Через минуту до меня наконец донеслось:
— Да, слушаю. Это ты, Глеб?
— Нет, тень отца Гамлета, — буркнул я. Терпеть не могу дурацких вопросов.
— Ну как, что удалось выяснить?
— Средненький городишко, живет по Владимиру Владимировичу Маяковскому, читал его поэму о партии?
— При чем тут поэма? — не понимал мой компаньон.
— При том, что «мы говорим Ленин, подразумеваем партия», так и здесь: говоришь «милиция» — подразумеваешь «прокуратура», и наоборот. Они близнецы-братья. Что бы ни делали менты, местная прокуратура их покрывает. В общем, узаконенное беззаконие. И, как я понял из беседы с милицейскими чинами среднего командного состава, заправляет всем начальник РОВД.
— Ясненько, — безразлично проговорил Акулов. Этот его тон меня зацепил.
— Между прочим, наш клиент, твой вице-мэр, сидит, как я понял, под домашним арестом. И его плотно оберегают здешние работники правопорядка.
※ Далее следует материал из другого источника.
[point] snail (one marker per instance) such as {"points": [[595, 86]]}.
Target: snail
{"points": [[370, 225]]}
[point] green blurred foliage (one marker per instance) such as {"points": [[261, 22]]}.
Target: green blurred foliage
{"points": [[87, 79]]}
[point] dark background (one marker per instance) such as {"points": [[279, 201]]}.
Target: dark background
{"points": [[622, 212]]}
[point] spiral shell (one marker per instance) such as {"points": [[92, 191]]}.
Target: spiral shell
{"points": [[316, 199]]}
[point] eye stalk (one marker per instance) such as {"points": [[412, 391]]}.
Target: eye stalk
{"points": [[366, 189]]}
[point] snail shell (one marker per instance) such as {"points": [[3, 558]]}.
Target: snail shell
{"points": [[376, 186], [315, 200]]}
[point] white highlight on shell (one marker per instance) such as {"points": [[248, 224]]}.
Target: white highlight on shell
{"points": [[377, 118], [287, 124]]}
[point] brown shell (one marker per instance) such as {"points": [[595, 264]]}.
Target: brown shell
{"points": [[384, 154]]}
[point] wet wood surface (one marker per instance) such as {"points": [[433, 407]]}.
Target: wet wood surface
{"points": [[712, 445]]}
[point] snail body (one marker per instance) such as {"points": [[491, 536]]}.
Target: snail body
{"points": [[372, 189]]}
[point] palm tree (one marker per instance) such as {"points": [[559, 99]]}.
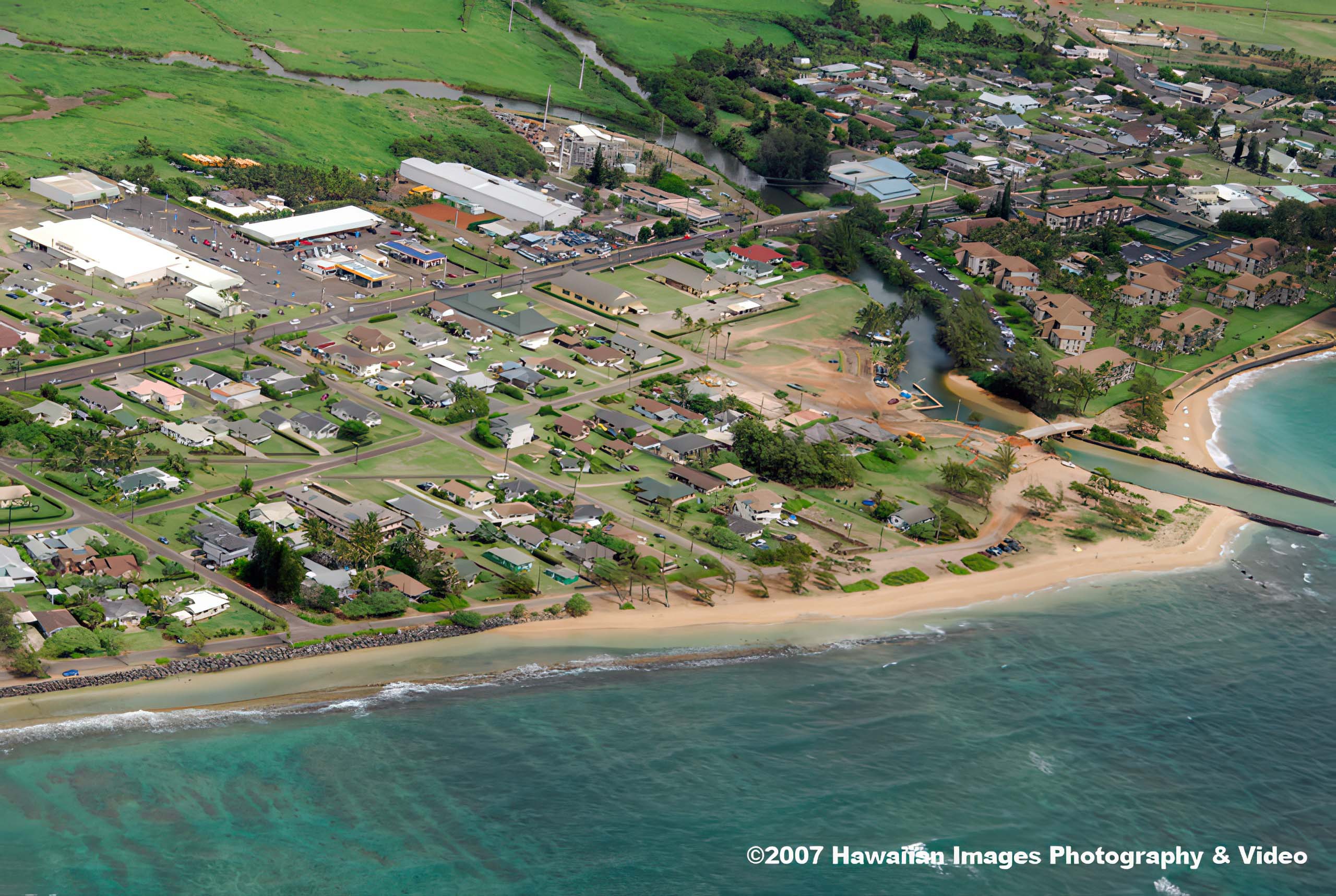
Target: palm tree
{"points": [[1005, 457]]}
— Что, нет никакой возможности его оттуда вырвать? — На этот раз голос моего приятеля звучал озабоченно. И тут меня осенило:
— Ты все знал?
— Да, — приглушенно ответил Акулов, — мне еще в Москве обрисовали ситуацию, когда нанимали.
— Почему же мне ничего не сказал?
— Ты же сам заявил, никакого криминала.
— Ну и сука же ты, Акулов, — прорвало наконец меня. Если кто-то наблюдал за мной, подумал, что я дефективный, ругающийся сам с собой.